Uma vez obtido este desenvolvimento do conhecimento pessoal, continuam Taveira e Silva (2008, pp. 46-48), é possível avançar para a fase do “conhecimento das oportunidades educativas e profissionais”, onde o indivíduo se preocupa com as seguintes questões: como é que destina o tempo dedicado a conseguir bens e serviços, como é que satisfaz as suas necessidades pessoais. Ele, o indivíduo visualiza e se preocupa com as profissões e cargos que estão ao seu alcance, quais dessas profissões lhe convêm e o que tem que fazer para arranjar um trabalho. Ele se questiona até que ponto determinadas profissões satisfazem as suas necessidades.

Portanto, é necessário, defendem Taveira e Silva (2008), que haja o conhecimento das características da transição escola-mercado de emprego que implicam a própria procura de emprego, procurando aumentar a probabilidade e o otimismo de ser admitido, o desenvolvimento de capacidades de comunicação e de apresentação pessoal numa dedicação constante de difundir o seu curriculum vitae, apresentação para entrevistas, cartas de apresentação, requerimentos e visitas preliminares às instituições ou empresas pretendidas.
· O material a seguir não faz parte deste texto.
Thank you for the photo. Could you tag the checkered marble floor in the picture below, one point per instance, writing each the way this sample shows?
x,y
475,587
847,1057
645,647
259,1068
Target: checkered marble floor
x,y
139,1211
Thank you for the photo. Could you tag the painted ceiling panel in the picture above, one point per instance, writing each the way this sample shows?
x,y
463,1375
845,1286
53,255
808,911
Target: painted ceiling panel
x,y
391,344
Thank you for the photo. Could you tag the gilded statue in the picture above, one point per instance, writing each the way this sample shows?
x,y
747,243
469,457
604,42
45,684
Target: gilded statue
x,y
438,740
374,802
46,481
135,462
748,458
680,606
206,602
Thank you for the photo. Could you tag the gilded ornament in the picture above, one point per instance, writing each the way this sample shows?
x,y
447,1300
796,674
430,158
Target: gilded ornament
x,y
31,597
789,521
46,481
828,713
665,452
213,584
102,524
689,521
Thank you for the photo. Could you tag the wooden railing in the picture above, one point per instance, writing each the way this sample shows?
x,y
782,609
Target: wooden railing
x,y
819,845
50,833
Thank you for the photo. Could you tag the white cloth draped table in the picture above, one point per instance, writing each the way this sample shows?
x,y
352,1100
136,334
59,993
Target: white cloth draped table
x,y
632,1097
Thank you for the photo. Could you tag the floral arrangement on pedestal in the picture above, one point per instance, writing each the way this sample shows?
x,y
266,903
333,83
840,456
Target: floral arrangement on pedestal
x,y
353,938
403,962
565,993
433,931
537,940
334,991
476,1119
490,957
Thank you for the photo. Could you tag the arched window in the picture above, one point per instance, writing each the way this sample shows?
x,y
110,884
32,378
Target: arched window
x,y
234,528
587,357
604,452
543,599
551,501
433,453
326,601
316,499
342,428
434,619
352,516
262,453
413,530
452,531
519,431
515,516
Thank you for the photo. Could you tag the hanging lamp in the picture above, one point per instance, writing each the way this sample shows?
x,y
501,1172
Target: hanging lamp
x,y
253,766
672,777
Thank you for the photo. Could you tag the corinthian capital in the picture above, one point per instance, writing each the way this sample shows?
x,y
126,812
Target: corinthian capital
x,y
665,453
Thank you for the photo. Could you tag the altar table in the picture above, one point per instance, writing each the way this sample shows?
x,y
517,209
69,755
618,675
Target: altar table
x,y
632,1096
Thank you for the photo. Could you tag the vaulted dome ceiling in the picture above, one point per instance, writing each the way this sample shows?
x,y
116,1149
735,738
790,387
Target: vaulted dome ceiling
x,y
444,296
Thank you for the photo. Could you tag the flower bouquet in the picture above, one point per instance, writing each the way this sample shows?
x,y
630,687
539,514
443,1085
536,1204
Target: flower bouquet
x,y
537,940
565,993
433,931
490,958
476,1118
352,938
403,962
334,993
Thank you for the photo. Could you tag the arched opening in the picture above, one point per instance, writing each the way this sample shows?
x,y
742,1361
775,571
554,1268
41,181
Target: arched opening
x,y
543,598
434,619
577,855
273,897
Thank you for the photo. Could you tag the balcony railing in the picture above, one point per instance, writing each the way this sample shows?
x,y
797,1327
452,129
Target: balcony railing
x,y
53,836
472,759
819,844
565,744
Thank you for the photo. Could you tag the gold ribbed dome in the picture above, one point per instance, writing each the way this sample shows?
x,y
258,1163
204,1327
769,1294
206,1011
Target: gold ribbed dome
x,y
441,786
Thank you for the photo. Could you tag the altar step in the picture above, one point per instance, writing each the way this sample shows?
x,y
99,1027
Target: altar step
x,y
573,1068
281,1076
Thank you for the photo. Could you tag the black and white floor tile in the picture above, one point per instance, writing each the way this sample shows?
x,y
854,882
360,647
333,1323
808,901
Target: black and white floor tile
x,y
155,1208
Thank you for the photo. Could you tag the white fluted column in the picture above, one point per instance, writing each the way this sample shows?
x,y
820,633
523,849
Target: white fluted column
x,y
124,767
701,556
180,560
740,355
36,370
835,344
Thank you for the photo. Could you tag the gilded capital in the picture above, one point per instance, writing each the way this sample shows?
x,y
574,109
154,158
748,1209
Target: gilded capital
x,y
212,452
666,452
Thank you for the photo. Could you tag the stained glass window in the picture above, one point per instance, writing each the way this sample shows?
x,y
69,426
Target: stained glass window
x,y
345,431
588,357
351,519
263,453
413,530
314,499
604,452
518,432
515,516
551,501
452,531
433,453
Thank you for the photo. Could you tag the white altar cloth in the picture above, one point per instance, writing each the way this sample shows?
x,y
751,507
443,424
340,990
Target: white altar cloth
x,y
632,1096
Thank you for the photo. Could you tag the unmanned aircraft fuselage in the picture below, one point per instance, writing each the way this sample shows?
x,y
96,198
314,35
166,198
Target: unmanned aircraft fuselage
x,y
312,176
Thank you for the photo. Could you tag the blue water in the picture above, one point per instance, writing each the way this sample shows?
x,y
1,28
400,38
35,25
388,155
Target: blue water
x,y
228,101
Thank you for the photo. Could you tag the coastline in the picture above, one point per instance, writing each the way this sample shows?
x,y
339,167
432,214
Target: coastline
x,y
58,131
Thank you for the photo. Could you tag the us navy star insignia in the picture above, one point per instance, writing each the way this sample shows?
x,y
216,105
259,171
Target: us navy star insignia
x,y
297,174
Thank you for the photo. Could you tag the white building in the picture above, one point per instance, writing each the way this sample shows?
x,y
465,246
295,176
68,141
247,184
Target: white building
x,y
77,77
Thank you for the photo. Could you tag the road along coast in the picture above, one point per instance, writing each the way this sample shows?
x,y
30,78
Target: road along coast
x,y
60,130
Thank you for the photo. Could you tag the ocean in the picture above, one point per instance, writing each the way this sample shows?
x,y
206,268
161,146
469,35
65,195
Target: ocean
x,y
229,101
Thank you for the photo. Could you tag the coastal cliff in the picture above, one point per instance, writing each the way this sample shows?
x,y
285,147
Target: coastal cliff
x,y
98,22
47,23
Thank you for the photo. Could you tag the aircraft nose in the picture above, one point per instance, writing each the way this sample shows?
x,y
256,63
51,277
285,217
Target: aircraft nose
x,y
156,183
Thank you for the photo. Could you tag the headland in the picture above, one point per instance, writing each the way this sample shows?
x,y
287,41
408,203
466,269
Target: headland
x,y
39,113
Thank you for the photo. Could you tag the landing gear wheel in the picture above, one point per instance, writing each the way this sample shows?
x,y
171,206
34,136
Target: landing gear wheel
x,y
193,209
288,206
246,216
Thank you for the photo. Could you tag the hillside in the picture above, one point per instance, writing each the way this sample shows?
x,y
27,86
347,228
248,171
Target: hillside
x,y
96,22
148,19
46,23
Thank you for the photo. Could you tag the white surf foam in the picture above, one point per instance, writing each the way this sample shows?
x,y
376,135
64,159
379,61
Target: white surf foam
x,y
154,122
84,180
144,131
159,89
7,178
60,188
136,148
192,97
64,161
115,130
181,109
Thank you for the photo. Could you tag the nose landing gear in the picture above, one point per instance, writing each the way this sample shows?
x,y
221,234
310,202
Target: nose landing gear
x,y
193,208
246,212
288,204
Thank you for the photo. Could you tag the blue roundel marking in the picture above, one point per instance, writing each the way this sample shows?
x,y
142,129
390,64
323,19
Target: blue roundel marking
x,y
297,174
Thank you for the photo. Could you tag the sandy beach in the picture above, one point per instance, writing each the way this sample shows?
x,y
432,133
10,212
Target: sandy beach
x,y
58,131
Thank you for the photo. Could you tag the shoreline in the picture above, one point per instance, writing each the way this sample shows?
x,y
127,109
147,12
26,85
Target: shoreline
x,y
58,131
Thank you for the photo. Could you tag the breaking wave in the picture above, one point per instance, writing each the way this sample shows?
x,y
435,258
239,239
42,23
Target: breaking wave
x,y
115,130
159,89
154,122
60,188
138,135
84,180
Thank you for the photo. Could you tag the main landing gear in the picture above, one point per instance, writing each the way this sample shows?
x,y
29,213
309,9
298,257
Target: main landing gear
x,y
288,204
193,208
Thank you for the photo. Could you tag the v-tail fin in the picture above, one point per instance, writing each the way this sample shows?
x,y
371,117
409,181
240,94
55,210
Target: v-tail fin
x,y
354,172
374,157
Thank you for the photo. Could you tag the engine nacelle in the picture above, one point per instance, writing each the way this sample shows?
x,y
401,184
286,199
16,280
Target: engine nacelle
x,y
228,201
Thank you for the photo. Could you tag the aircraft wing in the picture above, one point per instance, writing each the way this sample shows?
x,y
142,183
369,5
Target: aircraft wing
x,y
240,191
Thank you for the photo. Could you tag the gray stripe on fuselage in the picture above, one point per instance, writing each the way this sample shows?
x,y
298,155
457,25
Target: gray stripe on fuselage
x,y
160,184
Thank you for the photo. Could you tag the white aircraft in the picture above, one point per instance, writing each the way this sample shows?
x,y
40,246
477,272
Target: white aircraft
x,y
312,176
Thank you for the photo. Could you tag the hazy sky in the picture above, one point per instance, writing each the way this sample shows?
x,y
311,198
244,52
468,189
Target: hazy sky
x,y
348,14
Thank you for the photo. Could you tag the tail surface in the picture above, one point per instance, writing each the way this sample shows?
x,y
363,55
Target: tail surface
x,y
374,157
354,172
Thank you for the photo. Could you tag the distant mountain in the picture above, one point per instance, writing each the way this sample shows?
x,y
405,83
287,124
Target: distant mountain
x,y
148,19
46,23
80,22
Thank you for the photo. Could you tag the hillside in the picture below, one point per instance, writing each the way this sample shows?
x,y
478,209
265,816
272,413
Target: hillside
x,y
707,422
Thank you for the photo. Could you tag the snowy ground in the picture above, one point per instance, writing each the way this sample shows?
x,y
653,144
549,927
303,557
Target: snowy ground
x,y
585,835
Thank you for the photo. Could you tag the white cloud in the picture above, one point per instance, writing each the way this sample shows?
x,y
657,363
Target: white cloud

Em seguida, os autores acima citados sublinham as “atitudes e expectativas: realistas e utópicas” na fase de transição da escola para o mercado de emprego (Taveira & Silva, 2008, p. 48). Mais ainda o estudante finalista deve criar novas amizades, isto é, relações interpessoais que podem facilitar a obtenção de mais informações sobre anúncios de vagas para empregos e estar consciente sobre o próprio desemprego, procurando maneiras de lhes fazer frente e não se conformar. Tomlinson (2012) refere-se a identidades emergentes quando aprofunda que as diferentes orientações que os alunos estão desenvolvendo parecem ser derivadas de identidades emergentes e auto-percepções como futuros funcionários, bem como de dimensões biográficas mais amplas do aluno. Essas identidades emergentes enquadram as maneiras pelas quais tentam gerenciar sua futura empregabilidade e se posicionam em direção a futuros desafios do mercado de emprego.